The problem with attempting to widen your reading is that you force yourself to plough through an awful lot of rubbish. Rather like eating your greens, if you consulted your soul the sincerity of your distaste would not be in doubt, yet you struggle on, telling yourself that it is Doing You Good.
There is a cheerful aspect to this abnegation of will however: it is the feeling of freedom and joy you have when you cast aside acid drivel like Bruno Schulz’s Sanatorium Under the Sign of the Hour Glass (more of which another day) and decide that you will read another locked room mystery by John Dickson Carr.
In fact, even after reading something completely and unexpectedly wonderful like Antal Szerb’s Journey by Moonlight (more of which another day), you might find yourself rubbing your hands cheerfully and, perhaps with a slightly guilty twinge… reaching for the Dickson Carr.
One the writers from the golden era of detective stories, he has become for me a minor obsession. It got to the stage last year where I became horrified at the rapidity with which I was flying through his books; soon there would be none left, I exclaimed: I needed to ration myself. Yet, like a backsliding drug addict, there I would be the next day, pretending that I was amongst the Cs and Ds in the library because I fancied a stroll, a change of scene, a breath of fre… what’s this? The Case of the Constant Suicides? Interesting. Might as well get it out now, shame to put it back on the shelf – that sort of thing. Then I’d take it home and put it (not very far) aside and tell myself sternly that I was currently reading Locke on perception and the chain of being or Ehrenpreis on Swift, hardly arduous in themslves, in fact perfectly enjoyable, and that I would never finish them if I could so easily be tempted to throw aside their profounder pleasures at the first come hither glimpse of a flighty, gaudily bedecked crime and detection novel…
Of course, all was lost the moment the second I had read one of the irresistable titles: The Hollow Man, The Ten Teacups, Murder in the Submarine Zone, The Blind Barber, The Burning Court, He Who Whispers, The Reader is Warned, Death in Five Boxes, Hags Nook, The Man Who Could Not Shudder…

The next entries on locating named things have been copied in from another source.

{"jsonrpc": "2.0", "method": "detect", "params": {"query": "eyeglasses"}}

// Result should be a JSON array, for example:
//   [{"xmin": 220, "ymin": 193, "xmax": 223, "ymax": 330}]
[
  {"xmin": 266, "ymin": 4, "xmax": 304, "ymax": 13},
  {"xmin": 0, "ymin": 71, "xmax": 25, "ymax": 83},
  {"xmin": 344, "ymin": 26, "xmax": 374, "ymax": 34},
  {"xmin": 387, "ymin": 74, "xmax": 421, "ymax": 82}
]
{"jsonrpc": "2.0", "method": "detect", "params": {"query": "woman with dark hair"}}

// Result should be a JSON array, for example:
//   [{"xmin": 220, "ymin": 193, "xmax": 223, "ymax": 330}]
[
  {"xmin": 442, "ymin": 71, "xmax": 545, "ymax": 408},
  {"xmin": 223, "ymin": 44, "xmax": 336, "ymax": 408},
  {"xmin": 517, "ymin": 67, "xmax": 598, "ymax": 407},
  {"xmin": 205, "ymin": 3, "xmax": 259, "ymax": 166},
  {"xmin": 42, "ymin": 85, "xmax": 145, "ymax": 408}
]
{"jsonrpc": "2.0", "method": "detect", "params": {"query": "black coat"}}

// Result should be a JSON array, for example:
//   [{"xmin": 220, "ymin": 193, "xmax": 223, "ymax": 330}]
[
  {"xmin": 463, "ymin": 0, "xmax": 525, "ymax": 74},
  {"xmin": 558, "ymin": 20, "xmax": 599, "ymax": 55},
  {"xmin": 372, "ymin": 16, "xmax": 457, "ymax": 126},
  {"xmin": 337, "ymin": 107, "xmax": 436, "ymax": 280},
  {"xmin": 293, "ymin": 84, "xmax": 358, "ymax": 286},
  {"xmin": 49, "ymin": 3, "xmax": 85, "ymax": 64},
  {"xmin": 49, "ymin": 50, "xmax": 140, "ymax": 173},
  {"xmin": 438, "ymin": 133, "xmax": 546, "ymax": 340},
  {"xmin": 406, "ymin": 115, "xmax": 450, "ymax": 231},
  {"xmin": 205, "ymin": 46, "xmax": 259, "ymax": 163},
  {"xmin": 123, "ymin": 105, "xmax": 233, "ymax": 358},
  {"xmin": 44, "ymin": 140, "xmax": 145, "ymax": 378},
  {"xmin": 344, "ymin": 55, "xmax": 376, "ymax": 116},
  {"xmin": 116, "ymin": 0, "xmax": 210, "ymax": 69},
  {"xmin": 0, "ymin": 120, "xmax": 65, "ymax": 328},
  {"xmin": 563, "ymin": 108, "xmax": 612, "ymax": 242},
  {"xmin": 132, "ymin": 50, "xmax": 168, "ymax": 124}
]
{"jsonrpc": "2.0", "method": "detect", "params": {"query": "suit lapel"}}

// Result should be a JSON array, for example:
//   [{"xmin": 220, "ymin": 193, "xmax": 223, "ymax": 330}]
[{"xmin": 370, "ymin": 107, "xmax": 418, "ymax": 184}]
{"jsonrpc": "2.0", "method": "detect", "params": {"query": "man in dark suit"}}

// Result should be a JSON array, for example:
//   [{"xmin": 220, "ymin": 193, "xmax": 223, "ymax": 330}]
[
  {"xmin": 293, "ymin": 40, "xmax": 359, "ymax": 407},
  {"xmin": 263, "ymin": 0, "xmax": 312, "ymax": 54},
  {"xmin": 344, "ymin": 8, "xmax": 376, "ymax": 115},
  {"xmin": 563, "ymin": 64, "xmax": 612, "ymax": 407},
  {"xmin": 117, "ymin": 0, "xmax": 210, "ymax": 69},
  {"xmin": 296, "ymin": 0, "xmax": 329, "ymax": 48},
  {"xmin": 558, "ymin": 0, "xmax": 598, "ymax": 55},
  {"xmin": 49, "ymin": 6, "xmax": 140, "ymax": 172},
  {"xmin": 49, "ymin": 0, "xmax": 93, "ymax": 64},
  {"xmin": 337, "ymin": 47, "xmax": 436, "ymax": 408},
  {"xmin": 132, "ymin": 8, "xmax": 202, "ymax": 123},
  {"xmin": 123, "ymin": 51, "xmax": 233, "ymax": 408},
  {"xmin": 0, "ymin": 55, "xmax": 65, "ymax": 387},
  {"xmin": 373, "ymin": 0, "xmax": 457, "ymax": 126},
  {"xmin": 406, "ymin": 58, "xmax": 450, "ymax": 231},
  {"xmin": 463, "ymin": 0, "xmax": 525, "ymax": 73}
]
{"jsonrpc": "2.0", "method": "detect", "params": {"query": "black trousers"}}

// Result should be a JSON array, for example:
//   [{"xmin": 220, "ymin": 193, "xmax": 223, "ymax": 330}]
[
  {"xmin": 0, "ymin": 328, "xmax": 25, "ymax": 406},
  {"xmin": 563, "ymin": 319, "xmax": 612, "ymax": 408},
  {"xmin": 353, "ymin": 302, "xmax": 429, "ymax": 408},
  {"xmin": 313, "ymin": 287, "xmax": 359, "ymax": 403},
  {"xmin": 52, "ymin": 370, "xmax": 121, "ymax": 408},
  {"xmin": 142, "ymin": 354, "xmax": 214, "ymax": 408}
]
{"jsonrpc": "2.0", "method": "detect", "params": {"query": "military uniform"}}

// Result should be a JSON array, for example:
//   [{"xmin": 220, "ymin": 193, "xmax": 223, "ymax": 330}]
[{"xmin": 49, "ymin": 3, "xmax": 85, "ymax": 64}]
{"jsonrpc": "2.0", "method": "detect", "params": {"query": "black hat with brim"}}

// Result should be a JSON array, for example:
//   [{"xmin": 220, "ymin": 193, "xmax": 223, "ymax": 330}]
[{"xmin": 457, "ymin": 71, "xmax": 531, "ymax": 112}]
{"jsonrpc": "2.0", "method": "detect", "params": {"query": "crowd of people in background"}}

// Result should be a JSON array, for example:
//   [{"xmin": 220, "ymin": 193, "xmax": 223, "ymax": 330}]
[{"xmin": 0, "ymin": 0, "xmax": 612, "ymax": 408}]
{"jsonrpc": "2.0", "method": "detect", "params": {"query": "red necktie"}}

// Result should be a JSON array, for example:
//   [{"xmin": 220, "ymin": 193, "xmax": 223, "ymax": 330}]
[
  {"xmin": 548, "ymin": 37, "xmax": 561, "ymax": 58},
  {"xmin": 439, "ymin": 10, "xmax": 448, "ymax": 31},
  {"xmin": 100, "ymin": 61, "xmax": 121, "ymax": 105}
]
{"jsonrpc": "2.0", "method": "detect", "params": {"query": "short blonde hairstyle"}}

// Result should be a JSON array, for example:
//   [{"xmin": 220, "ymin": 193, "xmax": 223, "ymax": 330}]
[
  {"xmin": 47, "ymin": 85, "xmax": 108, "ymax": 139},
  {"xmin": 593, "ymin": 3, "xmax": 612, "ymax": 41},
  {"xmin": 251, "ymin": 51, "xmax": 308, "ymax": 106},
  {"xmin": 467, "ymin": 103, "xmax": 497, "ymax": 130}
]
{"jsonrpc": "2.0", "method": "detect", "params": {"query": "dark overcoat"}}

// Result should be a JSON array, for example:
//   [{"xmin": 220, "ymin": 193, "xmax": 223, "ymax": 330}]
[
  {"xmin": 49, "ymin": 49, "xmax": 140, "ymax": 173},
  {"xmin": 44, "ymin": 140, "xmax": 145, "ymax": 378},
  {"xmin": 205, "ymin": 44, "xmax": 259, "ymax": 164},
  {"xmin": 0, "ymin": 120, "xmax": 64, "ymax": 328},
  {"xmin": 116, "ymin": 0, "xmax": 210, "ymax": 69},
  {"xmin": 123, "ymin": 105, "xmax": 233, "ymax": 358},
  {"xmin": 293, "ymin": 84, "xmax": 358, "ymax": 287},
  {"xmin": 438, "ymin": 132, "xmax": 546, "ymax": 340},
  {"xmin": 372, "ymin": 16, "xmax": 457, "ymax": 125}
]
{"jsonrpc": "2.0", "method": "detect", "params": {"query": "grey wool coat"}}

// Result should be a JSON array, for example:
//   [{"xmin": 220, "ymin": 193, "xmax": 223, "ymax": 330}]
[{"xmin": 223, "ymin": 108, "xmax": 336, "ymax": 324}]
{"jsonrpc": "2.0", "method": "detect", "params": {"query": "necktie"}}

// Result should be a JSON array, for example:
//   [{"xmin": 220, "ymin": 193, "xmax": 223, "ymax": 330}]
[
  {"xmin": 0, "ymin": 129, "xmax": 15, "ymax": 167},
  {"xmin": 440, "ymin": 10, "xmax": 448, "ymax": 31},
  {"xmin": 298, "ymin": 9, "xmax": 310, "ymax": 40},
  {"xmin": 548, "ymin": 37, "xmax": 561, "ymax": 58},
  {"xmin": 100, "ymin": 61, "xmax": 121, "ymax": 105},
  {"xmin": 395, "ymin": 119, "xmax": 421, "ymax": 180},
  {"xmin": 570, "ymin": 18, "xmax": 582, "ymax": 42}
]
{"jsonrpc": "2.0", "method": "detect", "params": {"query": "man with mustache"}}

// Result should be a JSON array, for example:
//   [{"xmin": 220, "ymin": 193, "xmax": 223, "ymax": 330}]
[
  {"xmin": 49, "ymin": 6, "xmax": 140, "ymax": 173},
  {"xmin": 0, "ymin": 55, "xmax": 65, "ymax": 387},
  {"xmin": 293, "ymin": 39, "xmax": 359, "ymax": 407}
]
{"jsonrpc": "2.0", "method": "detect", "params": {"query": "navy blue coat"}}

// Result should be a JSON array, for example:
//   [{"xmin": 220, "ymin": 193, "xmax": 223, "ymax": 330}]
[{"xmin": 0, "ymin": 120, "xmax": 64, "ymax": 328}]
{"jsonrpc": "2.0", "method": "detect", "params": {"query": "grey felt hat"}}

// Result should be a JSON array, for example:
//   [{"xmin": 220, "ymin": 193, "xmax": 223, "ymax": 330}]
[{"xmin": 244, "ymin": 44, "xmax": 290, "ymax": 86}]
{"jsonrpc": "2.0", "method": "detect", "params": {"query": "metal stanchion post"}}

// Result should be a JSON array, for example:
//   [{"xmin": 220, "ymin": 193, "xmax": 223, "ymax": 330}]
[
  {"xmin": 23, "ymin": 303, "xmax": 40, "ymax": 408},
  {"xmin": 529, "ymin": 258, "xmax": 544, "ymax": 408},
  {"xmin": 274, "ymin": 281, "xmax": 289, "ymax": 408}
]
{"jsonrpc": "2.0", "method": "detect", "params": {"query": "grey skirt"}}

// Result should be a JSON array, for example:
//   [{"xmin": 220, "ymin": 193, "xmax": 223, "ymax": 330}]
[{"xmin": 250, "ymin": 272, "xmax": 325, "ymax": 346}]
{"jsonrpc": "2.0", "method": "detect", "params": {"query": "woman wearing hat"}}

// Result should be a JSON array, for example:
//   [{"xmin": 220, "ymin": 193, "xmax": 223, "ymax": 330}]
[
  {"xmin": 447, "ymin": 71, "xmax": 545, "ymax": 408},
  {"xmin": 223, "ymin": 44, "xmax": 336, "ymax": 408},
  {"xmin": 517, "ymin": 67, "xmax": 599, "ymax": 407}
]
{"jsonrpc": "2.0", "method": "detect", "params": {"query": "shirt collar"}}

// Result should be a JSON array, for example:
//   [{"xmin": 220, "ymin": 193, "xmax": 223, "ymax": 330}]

Poetry, sheer irresistable poetry.
I would then tell myself that I would only read a chapter a night at most, in order to draw out the pleasure – like Charlie with his chocolate bar – before shamelessly devouring it whole at one sitting, cramped up uncomfortably on one elbow in bed, scorching the corners of the pages with hasty fingertips, only turning the last of them, its words barely registering, as the first birds began their petulantly early squawking.